Contact lenses are a medical device inserted directly ON the eye.  Think about that for a moment.  You are placing a FOREIGN BODY ON TOP OF YOUR EYEBALL.  Doesn't that sound just a little insane?

It's not because contact lens technology has come a long way.  But that doesn't mean that wearing contacts is without risk.  Let's talk just a few of the potential issues:

Allergic reaction. The constant touching of the lens to the eye can cause an allergy to develop.  You can develop an allergy to the lens material, deposits on the lenses, or the solution you use.  Contact lens solution is often the culprit. Allergies to solutions present themselves as general symptoms of allergy (redness, itching, discharge).  If you suspect your solution is giving you grief, try switching to a preservative-free solution.  Once you find a solution that works, stick with it.

Another common cause of allergy is protein deposits on your lens.  Regular enzyme cleaning of your lenses can help with this as well as changing your lenses at the times recommended by your doctor.  If you wear rigid lenses, try having your lenses polished or buffed.  This can usually be done in your doctor's office for a minimal charge.

Tight Lens Syndrome. Normally, a contact lens should move slightly on the surface of the eye.  For different reasons (a dry environment, allergies, improper fit, hormonal changes, etc.), a lens may begin to fit more tightly.  This can be because the lens was not properly fit or it may be related to increasing dryness as the day proceeds.   If the lens tightens to where the eye can't move, the oxygen transmission in the cornea will drop and the cornea may swell which, of course, leads to further tightening, and so on. Symptoms of this are redness, eye irritation, burning, and dry sensation. Vision may begin to blur and halos or rainbows may be seen around light.

Rewetting drops can help prevent this cycle. Also, having the fit of the lens re-examined may eliminate problems. When a lens becomes tight like this, the lens should be removed.  Use lots of rewetting drops to remove the lens.  Sometimes removing a too-tight lens can cause a corneal abrasion which should be seen by your doctor.

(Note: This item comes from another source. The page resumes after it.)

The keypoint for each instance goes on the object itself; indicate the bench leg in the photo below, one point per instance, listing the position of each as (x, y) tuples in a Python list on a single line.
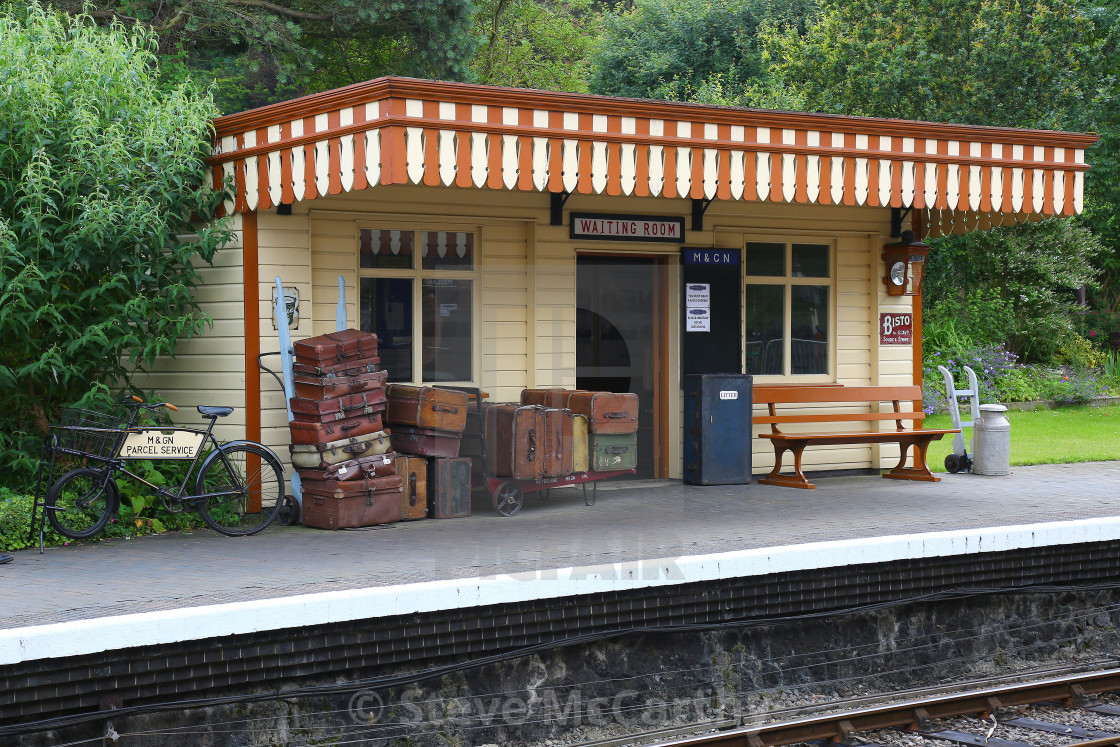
[(921, 469), (798, 479)]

Corneal Swelling. Corneal swelling, or edema is a result of a lack of oxygen to the cornea.  Tight Lens Syndrome and sleeping in contacts are some of the most common causes of corneal edema.  Symptoms include blurred or foggy vision, rainbows or halos around lights, redness, and possible pain or irritation. Don't wear your lens if you are experiencing corneal edema, and make an appointment with your eye doctor.

Corneal Ulcer: Unfortunately, corneal ulcers (an infection of the cornea) are common for contact lens wearers and we see way too many of them. Soft lenses have a higher risk of causing ulcers than rigid, but all do carry the risk.  A corneal ulcer starts when a bacteria infects an area of breakdown on the surface of the cornea. Overwear of lenses, improper cleaning, sleeping in lenses, wearing overly tight lenses, and extended use of lenses may increase the risk of developing an ulcer.  Normally, a corneal abrasion, even a small one, is uncomfortable, but contacts can act as a bandaid and mask some of the irritation.

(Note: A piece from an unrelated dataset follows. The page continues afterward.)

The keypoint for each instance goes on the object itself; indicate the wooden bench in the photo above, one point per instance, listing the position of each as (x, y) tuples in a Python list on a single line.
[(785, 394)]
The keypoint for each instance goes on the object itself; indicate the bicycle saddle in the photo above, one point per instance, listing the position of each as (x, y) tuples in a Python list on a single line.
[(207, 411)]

Once an infection begins, most people experience severe symptoms: pain, redness, excessive tearing, sensitivity to light, blurred vision, and discharge are common.  WHAT DO DO: REMOVE THE LENS AND MAKE AN APPOINTMENT WITH YOUR DOCTOR.  Usually an antibiotic drop will clear it up.  Contact lenses cannot be worn during this time. 

Even a successfully treated ulcer can leave a scar that affects the vision. It's not impossible to go blind from improper contact lens wear. It is important to avoid situations that can lead to corneal ulcer such as overwear of lenses, poor disinfection techniques, swimming in contacts, and ignoring symptoms of pain or redness. 

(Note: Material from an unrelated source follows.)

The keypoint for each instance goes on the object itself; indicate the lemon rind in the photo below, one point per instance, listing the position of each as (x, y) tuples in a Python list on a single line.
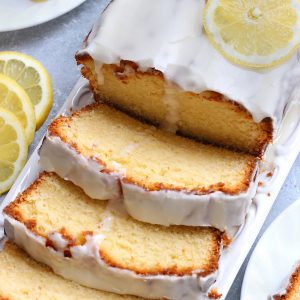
[(12, 120), (27, 105), (244, 60), (43, 108)]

These are just a few of the issues that can happen from wearing contact lenses.  As you can see, sharing lenses, wearing lenses that haven't been properly fitted, overwearing lenses, and not cleaning lenses properly are all contributers to major contact lens problems.  PLEASE DON'T ABUSE LENSES.  SAVE YOUR SIGHT:  FOLLOW YOUR DOCTOR'S ADVICE, AND DON'T IGNORE ANY SIGNS OF A PROBLEM.